Our intent was to use either WinBUGS or JAGS when we actually implemented our methods on real data, so the question was which to use. Some obvious differences that came up.

  1. When running using R, the RWinBUGS interface opens the WinBUGS application to run BUGS model. We anticipate having to run this on ~50 separate data sets a day as part of our methodologies. This time of interface is unstable (both theoretically, and practically as my student's computer ends up hanging a lot)
  2. WinBUGS is a lot more particular about the BUGS model specification. Or, since the WinBUGS people are the ones who developed the BUGS model specification, it is probably better to say that JAGS is much more forgiving. Some gotchas that came up included:
  • When specifying distributions, parameters in WinBUGS could not be expressions. Only single variables. I.e. something like (num1*num2) is not allowed. So we have to perform all computations, then specify the distribution separately. JAGS allows passing an expression as a parameter.
  • WinBUGS does not have an exponent operator (either '^' or '**') JAGS does. Since one parameter that is important and common is 1/variance, this is very useful when the data is expressed in terms of standard deviation. We have to use expressions like (num1*num1) all over the place.

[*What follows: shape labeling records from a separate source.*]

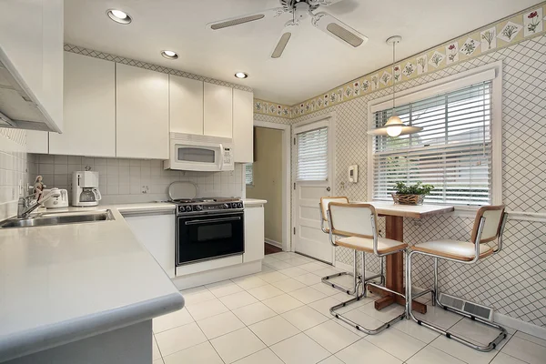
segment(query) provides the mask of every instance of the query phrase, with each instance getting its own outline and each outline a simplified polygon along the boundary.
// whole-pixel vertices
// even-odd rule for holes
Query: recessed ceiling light
[[[166,57],[167,59],[177,59],[178,58],[178,54],[174,51],[161,51],[161,56]]]
[[[246,72],[238,72],[237,74],[235,74],[235,76],[237,78],[247,78],[248,76],[248,74]]]
[[[110,19],[119,24],[129,24],[133,20],[127,13],[121,10],[109,9],[106,15]]]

  • JAGS from R is seamless (R2jags, rjags). You call JAGS, and it returns without opening any IDEs. You can see the JAGS output in the terminal, but JAGS runs in command line, then is done. No IDE left to close. (R2jags was designed to work the same way as RWinBUGS, but I think it is much more elegant)
  • The JAGS documentation includes some more differences, but we have not hit those yet.
So, for this project, given that we have a certain amount of risk based on the fact that we are figuring out Bayesian methods and MCMC along the way, we're going to go with JAGS as our engine. Someday we'll get better at using WinBUGS/OpenBUGS and MCMCpack, but not today.